Can I run something that hosts a quilt repo on my own server?
How does this compare to what data.world  is doing? They recently released a Python SDK  as well.
I actually had been thinking about Parquet as a component of ETL, and if it might be possible to make ETL many times faster by compressing to Parquet format on the source and then transmitting to a destination - especially when you're talking about limited bandwidth situations where you need entire data sets moved around in bulk.
This looks really nice for sharing public data sets, but I wish that there was a better public non-profit org running indexes of public data sets.... I guess if something like the semantic web had ever taken off, then the Internet itself would be the index of public data sets, but it seems like that dream is still yet to materialize.
Paying flat fees for access to repos is fundamentally thinking about the problem incorrectly.
My feeling is brokering. Consider the market for wheat where there is pricing based on supply and demand. There are futures, options, etc.
Consider a NYSE for data. Why host the data? Be a discovery service both for the price and for brokering of access.
Data should not be priced on it's size to store/transfer. That is leaving huge money on the table. It should be priced based on what people are willing to pay for it.
Why not allow someone to pay for the option for exclusive resale rights of some weather data service? Then allow someone to make a profit off their ability to re-sale that data. etc.
You may not be well placed to do that now but someone is going to. And why would I go to you hoping to find specific data when I can go to a market full of data, full of data re-sellers, etc.
edit by ‘doomed’ I mean “hefty discount on employee stock options/wouldn’t put my own money into it”
By contrast, GitHub is a blob store, it doesn't transform the data either for serialization or for virtualization.

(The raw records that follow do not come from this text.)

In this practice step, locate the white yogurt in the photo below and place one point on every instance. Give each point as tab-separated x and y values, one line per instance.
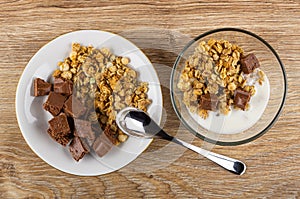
237	120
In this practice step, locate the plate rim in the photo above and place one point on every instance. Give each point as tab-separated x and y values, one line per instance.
18	96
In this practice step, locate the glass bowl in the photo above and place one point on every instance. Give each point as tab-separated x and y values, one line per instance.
273	68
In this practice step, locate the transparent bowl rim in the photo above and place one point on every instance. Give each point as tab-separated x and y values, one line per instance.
228	29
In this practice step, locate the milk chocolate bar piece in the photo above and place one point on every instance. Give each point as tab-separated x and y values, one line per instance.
209	102
54	103
59	125
63	140
64	87
241	98
73	107
83	129
78	148
41	87
249	63
102	145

The first thing I looked for was a canonical package / resource specification in build.py. Any chance supporting Frictionless data resource spec for interop?
I think we could generate a frictionless schema pretty easily...

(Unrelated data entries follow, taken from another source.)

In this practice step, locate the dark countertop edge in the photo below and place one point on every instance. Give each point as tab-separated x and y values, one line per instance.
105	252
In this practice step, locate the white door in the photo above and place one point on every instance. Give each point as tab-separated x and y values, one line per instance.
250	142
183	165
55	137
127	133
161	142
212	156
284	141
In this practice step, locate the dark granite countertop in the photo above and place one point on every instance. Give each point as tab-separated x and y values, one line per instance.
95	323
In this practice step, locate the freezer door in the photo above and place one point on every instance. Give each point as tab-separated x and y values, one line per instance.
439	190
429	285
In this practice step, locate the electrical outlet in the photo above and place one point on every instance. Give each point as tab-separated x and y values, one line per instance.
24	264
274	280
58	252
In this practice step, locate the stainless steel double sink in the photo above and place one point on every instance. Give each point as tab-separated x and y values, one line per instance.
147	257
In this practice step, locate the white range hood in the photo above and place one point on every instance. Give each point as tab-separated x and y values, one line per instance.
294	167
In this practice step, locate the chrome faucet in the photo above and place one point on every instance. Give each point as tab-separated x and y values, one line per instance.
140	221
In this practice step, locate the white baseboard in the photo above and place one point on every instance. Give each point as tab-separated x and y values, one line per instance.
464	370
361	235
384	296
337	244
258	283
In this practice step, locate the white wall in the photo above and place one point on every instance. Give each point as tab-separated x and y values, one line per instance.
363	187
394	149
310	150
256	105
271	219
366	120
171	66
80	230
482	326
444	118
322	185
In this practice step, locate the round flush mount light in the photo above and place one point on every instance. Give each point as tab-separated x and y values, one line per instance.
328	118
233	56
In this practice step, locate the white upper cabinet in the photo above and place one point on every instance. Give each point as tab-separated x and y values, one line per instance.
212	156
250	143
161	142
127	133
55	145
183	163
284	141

Figshare currently has versioned dois, so you can refer to a specific release, and the API will let you download each one. I might put some small tooling around this as I release data there myself.
To add on the feature requests, for academia having trust that the data will survive the company going away is something important to me.

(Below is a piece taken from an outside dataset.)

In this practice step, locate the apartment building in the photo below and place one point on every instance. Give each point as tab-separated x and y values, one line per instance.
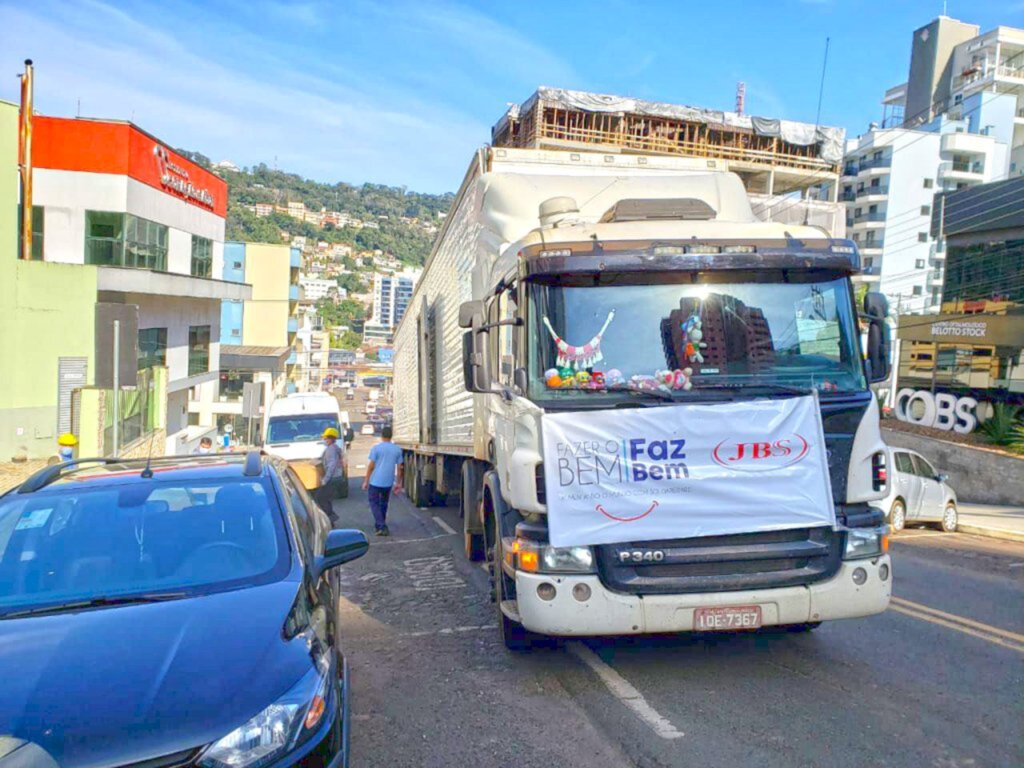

Basically the sanest way of maintaining patch sets (multiple patches -> quilt, get it?). The logic of using "quilt" as the name for anything that doesn't have to do with patches baffles me.
It would be really cool if quilt could generate documentation for datasets, even if it was just column names/types. One of the issues we have is keeping track of all of the data "assets" people have pulled or created.
You guys should make the search bar a little more prominent. Took me a while to find it!
1) Load original data from source into quilt
2) Do transformation
3) Commit transformations to quilt, with commit message
4) Run experiment
5) Do new transformations
6) Commit to quilt
7) Run experiment
Rinse and repeat.
Looking at the video and documentations, this is not emphasised at all, suggesting that edits to data should be saved as a new package.
No idea what a DataNode is so am struggling to actually see the data! Any tips?
it's shorthand for:
You can take it a step further and either integrate with a DOI provider or become one yourself and integrate the registration process within your api or create command line tools.
I'd appreciate the code being open source. I can afford paying for a (perpetual) license.